His capsule collection for Lagerfeld references a wide swath of African fashions, including graphic black-and-white prints from Madagascar, and glass beads from Nigeria for jewelry. Meanwhile, small cross-body bags with circular portals resemble iPhones – a wink to the fact that smartphones have become a vital tool to document police violence.

Yet his psychedelic-print pants, taut sweaters and sleeveless T-shirts with shoulder pads telegraph the rock ‘n’ roll spirit Lagerfeld made a benchmark of his signature brand, with Roitfeld name-checking Mick Jagger among those she could envision wearing the Ize items.

Prints take inspiration from Madagascar and other African countries. - Credit: Courtesy
Prints take inspiration from Madagascar and other African countries. - Credit: Courtesy

Courtesy

“It’s city clothes and that’s what I like,” she said. “At Le Flore on Boulevard Saint-Germain, you can wear this collection.”

Ize said he plunged into the project as soon as he was approached.

“I’m so honored,” he enthused, placing a hand on his chest. “Carine has given me such a space to be able to express my own creativity, to have a voice. Just giving someone a voice is so powerful.”

Ize said the experience gave him more confidence. “This job has brought me out to be more pronounced and profound, to be stronger, more confident.

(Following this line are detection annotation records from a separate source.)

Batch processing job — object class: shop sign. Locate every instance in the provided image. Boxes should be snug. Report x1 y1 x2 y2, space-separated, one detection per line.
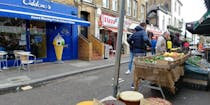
23 0 51 9
101 14 119 28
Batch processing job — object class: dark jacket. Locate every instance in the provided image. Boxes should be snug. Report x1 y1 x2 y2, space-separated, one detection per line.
128 26 151 53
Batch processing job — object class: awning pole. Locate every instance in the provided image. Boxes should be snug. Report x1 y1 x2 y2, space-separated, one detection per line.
113 0 125 97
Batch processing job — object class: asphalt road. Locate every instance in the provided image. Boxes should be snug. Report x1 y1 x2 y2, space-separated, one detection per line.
0 64 210 105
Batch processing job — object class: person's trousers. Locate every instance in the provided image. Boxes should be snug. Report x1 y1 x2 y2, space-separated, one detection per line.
128 52 134 71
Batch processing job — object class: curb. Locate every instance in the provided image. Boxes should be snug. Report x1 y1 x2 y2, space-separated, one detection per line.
0 60 129 94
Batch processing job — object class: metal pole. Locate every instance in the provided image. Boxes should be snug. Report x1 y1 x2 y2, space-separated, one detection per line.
113 0 125 97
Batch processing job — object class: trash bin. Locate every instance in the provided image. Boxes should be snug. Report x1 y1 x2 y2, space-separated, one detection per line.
104 44 109 59
205 48 210 62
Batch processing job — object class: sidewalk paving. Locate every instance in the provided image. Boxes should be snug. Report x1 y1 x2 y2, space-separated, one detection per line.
0 55 129 90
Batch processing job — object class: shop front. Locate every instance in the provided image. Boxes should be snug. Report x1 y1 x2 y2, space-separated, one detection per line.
0 0 90 65
99 14 126 50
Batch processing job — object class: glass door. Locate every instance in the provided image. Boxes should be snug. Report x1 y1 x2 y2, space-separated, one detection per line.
30 21 47 58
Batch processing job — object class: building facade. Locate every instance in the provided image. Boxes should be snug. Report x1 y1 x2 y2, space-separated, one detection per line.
0 0 90 65
147 0 183 34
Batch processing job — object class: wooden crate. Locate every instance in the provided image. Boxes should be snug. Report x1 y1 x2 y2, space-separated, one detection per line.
134 55 189 94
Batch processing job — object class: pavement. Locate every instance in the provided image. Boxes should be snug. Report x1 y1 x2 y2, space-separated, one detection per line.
0 55 129 91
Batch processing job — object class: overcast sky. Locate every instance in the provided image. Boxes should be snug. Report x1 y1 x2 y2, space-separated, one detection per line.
180 0 206 22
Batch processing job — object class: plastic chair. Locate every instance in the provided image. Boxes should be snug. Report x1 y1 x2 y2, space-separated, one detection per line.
18 53 36 71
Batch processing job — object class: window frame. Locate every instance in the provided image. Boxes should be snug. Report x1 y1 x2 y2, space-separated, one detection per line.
83 0 93 3
133 0 138 17
126 0 132 16
112 0 118 11
140 4 145 21
102 0 109 8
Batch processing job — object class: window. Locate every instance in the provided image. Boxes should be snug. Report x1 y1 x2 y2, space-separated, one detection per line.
103 0 109 8
112 0 118 11
127 0 131 16
174 1 176 12
80 11 89 38
168 18 171 24
83 0 92 3
141 5 145 21
30 21 47 58
0 17 27 60
133 0 137 17
162 16 165 30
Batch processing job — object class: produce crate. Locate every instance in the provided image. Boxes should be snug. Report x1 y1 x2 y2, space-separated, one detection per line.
184 63 210 90
134 55 189 94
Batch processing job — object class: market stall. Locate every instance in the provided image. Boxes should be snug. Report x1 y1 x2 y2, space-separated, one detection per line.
134 52 190 94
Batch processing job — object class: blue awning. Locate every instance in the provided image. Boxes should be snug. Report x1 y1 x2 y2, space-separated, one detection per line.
0 1 90 26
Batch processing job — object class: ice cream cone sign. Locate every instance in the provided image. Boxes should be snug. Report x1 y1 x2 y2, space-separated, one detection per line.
53 33 65 62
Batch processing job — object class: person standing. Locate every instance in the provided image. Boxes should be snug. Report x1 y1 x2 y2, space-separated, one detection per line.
151 36 157 55
125 23 151 74
156 32 170 54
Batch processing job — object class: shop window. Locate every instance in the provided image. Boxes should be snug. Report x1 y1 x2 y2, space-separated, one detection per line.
141 5 145 21
83 0 92 3
80 11 89 38
112 0 118 11
133 0 137 17
0 17 26 60
127 0 131 16
30 21 47 58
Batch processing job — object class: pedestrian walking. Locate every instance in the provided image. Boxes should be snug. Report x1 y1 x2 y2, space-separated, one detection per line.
151 36 157 55
167 38 172 52
156 32 170 54
125 23 151 74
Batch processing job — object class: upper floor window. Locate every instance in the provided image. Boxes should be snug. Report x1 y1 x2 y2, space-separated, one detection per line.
127 0 131 16
133 0 137 17
168 18 171 24
162 16 165 30
141 5 145 21
112 0 118 11
83 0 92 3
103 0 109 8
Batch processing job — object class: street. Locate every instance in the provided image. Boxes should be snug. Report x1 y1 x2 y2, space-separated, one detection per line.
0 64 210 105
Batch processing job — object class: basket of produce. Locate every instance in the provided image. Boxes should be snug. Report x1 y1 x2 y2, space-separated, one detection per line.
134 52 188 94
144 98 172 105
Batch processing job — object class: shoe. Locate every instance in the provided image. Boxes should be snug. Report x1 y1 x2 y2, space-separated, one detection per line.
131 84 134 89
125 70 131 75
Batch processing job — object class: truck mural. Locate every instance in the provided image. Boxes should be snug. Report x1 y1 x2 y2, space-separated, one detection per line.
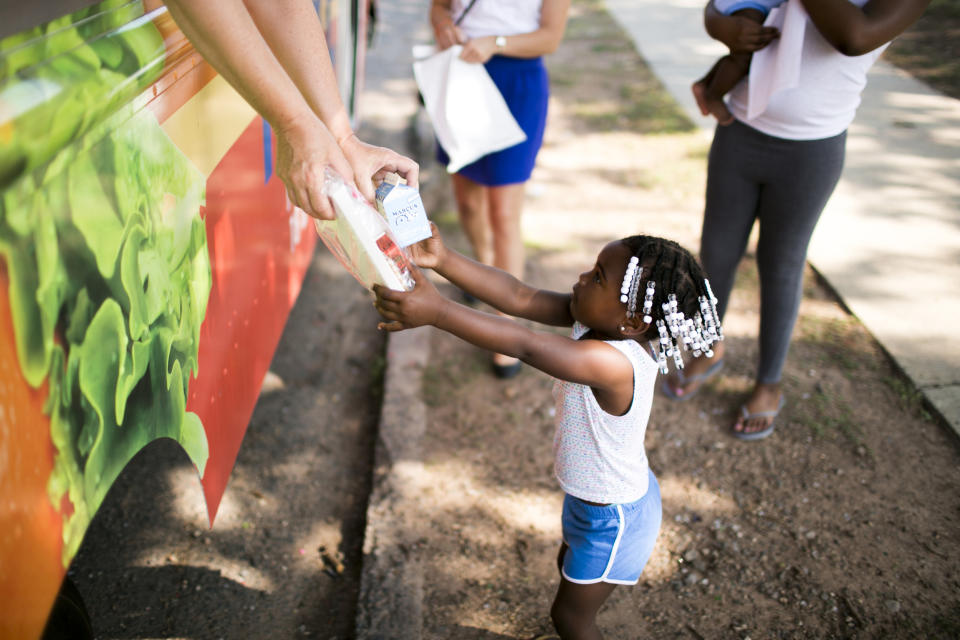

I know what I want to design, I know how I want to explain things….So it’s like she groomed me for the future, basically.”

It was an eye-opener and an education to work with a large company like Karl Lagerfeld, which has long production lead times and considerable design and technical muscle. Ize said he relished the opportunity to work with design director Hun Kim, who shared his expertise freely during fittings in Amsterdam.

Looks range from a slinky knit shirt to a pantsuit, both with vaguely Seventies airs, to a linen smock inspired by the custom Hilditch & Key shirts Lagerfeld wore for sleeping and sketching. Ize applied a body tattoo print from the Ebo tribe of Nigeria to knit sweaters and pants.

The brand is to unveil the collection in a showroom presentation on July 6 during couture week in Paris. Retail prices range from 99 euros to 695 euros.